De son côté, Utah a donné une véritable leçon de basket à la déception ambulante de l’Oklahoma. Jeu collectif, défense de fer, rôles bien répartis, tous les ingrédients étaient là et la troupe de Quin Snyder a marqué beaucoup de points dans le coeur des amoureux de la balle orange. Au coeur de la réussite de l’équipe, Donovan Mitchell n’en finit plus de repousser les limites de son potentiel. 28.5 pts et 7.2 rbds pour le rookie, qui nous a gratifés de performances incroyables compte tenu de son jeune âge, comme sa prise de pouvoir en fin de Game 2 ou son 3e quart d’anthologie pour boucler l’affaire au Game 6. En relais de leur star, les autres titulaires ont brillé chacun dans leur registre, permettant au starting 5 de planter 83 points par match. Quant à la défense, ce fut évidemment une nouvelle fois l’une des principales forces des mormons, avec un Rudy Gobert autoritaire près du cercle et des rotations appliquées et efficaces face à l’attaque statique d’OKC. Utah n’était pas attendu à ce stade, mais leur présence est tout sauf usurpée.

Les match-up clés

Blitzkrieg vs barbelés

Le Jazz a-t-il les armes pour ralentir durablement l’attaque de folie menée par James Harden ? OKC n’a inscrit 100 points qu’à trois reprises dans la série du premier tour, mais la machine de guerre qui se présente est plusieurs niveaux au-dessus de la parodie de basket proposée par le Thunder. Spacing, pick’n’roll, pluie de tirs extérieurs, le basket de Mike D’Antoni n’a rien de sorcier mais quand il est exécuté avec autant d’application par des joueurs parfaitement taillés pour ce plan de jeu, les dégâts peuvent être monstrueux.  Personne n’a d’ailleurs vraiment réussi à ralentir les Rockets au complet cette saison, et même si Utah a de sérieux arguments défensifs, ils vont avoir fort à faire.

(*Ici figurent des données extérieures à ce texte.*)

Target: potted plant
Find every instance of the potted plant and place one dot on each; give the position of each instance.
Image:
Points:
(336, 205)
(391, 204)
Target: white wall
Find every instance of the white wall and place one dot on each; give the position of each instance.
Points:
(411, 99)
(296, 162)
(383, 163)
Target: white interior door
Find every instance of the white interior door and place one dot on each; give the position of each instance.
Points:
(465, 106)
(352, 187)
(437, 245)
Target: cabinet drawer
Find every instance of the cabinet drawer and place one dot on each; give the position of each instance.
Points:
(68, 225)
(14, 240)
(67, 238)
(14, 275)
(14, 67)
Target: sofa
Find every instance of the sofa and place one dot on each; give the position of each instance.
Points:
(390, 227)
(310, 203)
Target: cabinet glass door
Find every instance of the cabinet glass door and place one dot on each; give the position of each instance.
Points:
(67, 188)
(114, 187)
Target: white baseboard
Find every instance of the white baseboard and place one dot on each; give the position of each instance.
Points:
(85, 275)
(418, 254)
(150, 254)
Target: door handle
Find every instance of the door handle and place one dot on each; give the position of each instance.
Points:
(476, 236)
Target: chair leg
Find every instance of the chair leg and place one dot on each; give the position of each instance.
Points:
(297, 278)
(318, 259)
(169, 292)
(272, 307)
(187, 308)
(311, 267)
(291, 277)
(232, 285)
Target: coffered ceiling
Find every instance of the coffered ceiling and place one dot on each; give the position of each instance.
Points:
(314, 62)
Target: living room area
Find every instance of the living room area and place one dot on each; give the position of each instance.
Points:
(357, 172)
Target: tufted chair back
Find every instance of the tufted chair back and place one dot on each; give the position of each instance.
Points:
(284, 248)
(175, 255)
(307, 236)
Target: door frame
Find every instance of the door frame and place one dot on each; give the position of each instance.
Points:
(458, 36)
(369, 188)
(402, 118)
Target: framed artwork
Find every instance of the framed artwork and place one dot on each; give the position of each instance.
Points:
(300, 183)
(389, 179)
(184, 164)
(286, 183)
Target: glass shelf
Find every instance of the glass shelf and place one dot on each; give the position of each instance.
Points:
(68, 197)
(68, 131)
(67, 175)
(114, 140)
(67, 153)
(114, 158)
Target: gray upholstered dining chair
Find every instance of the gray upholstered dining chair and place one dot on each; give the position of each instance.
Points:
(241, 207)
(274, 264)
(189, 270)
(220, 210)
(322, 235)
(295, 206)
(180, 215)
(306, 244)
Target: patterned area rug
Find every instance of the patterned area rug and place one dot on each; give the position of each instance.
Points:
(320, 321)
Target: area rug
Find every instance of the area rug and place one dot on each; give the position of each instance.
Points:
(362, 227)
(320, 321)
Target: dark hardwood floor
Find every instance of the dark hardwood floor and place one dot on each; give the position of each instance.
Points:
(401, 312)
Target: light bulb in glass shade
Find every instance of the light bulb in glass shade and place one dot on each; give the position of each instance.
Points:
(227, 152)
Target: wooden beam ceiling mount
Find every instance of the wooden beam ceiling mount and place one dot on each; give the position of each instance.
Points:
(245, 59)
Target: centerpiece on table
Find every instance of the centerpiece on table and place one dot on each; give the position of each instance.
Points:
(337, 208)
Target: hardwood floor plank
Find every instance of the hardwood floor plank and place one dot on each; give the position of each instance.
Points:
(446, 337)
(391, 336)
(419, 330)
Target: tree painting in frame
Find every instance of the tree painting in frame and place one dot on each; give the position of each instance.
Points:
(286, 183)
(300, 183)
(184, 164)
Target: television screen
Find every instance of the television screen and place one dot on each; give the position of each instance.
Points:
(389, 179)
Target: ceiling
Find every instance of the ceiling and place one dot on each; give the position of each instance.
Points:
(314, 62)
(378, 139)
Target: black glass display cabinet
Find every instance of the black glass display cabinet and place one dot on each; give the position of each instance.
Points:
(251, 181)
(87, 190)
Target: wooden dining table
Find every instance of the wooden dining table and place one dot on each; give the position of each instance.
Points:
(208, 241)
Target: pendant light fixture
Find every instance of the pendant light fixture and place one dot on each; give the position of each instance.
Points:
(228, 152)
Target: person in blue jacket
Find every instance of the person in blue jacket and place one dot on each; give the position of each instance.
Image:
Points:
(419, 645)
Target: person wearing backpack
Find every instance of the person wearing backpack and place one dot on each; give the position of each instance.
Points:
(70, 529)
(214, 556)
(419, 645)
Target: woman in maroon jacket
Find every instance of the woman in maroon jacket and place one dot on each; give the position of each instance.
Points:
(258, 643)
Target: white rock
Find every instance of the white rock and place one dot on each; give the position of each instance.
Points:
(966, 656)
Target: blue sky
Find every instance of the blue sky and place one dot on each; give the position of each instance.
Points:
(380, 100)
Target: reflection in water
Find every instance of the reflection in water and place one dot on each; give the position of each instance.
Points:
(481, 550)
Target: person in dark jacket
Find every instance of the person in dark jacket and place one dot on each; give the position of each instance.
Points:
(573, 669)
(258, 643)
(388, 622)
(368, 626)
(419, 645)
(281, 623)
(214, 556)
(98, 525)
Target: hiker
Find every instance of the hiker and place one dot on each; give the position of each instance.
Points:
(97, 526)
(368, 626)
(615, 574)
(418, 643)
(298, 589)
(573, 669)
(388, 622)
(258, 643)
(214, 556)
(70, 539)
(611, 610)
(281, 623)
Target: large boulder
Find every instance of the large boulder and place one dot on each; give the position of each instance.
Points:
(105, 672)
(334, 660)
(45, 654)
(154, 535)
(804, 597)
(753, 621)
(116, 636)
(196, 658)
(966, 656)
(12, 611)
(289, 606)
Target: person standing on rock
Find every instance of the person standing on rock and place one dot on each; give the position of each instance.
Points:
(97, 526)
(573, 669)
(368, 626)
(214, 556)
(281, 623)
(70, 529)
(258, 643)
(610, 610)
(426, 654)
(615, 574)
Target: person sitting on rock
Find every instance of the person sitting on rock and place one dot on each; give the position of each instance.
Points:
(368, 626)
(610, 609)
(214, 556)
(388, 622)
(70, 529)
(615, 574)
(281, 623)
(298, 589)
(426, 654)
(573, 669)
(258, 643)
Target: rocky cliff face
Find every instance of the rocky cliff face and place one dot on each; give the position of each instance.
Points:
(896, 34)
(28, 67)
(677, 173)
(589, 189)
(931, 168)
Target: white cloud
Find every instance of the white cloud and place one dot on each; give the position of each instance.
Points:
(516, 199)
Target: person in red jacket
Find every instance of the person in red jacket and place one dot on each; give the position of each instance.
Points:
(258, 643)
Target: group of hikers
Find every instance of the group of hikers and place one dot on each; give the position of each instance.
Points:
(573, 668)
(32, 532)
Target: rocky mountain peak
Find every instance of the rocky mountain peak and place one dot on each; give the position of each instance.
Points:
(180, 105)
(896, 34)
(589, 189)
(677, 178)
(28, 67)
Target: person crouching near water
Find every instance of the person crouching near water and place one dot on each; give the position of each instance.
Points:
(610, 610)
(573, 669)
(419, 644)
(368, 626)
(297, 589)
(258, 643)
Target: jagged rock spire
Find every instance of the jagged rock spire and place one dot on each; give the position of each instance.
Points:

De l’autre côté du terrain, Houston a fait venir du renfort (Mbah a Moute, Tucker, Chris Paul) et cela se ressent, puisqu’ils ont la 6e défense de la ligue en termes de defensive rating. Même dans un soir où ça ne rentre pas, la défense peut permettre de laisser passer l’orage en attendant le retour de l’adresse extérieure.  Il faudra que celle-ci réponde présente, car Utah ne fait plus rire personne d’un point de vue offensif, bénéficiant de l’éclosion de Donovan Mitchell et du jeu sans fioritures des Derrick Favors et autres Joe Ingles. On n’est pas au niveau des Rockets, mais les armes sont là pour sanctionner le moindre flottement défensif.

Clint Capela vs Rudy Gobert/Derrick Favors

Si Utah veut nourrir quelques espoirs dans cette série, il faudra absolument limiter les secondes chances adverses. Tenir les Rockets sur 24 secondes est déjà compliqué, le faire sur 48 voire 72 relève carrément du masochisme. Principal pourvoyeur de rebonds offensifs de l’équipe (4.8 par match contre Minnesota), Clint Capela va se retrouver confronté à la doublette Gobert/Favors qui devra tout donner pour empêcher le suisse de faire son chantier habituel. Steven Adams a été plutôt bien tenu sur le tour précédent, il ne faudra surtout pas relâcher la pression.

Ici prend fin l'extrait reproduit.